Interface ReinforcementTuningHyperParameters

Hyperparameters for Reinforcement Tuning.

interface ReinforcementTuningHyperParameters {
    adapterSize?: AdapterSize;
    batchSize?: number;
    checkpointInterval?: number;
    epochCount?: string;
    evaluateInterval?: number;
    learningRateMultiplier?: number;
    maxOutputTokens?: number;
    samplesPerPrompt?: number;
    thinkingLevel?: ReinforcementTuningThinkingLevel;
}

Properties

adapterSize?: AdapterSize

Adapter size for Reinforcement Tuning.

batchSize?: number

Batch size for the tuning job. How many prompts to process at a train step. If not set, the batch size will be determined automatically.

checkpointInterval?: number

How often (in steps) to save checkpoints during training. If not set, one checkpoint per epoch will be saved.

epochCount?: string

Number of training epochs for the tuning job.

evaluateInterval?: number

How often (in steps) to evaluate the tuning job during training. If not set, evaluation will run per epoch.

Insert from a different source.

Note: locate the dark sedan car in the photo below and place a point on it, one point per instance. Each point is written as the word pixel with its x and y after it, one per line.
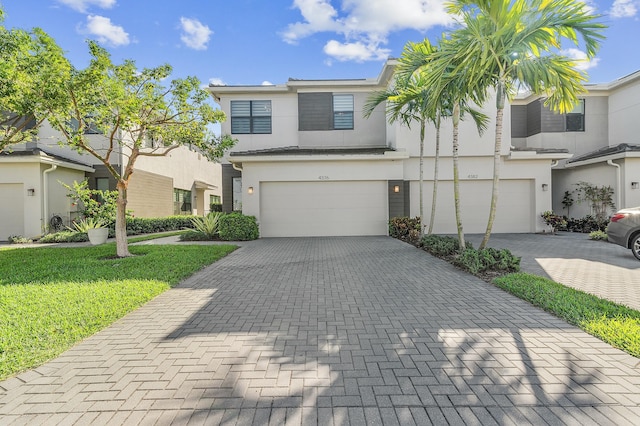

learningRateMultiplier?: number

Learning rate multiplier for Reinforcement Learning.

maxOutputTokens?: number

The maximum number of tokens to generate per prompt. If not set, defaults to 32768.

samplesPerPrompt?: number

Number of different responses to generate per prompt during tuning.

Indicates the maximum thinking depth. Use with earlier models shall result in error.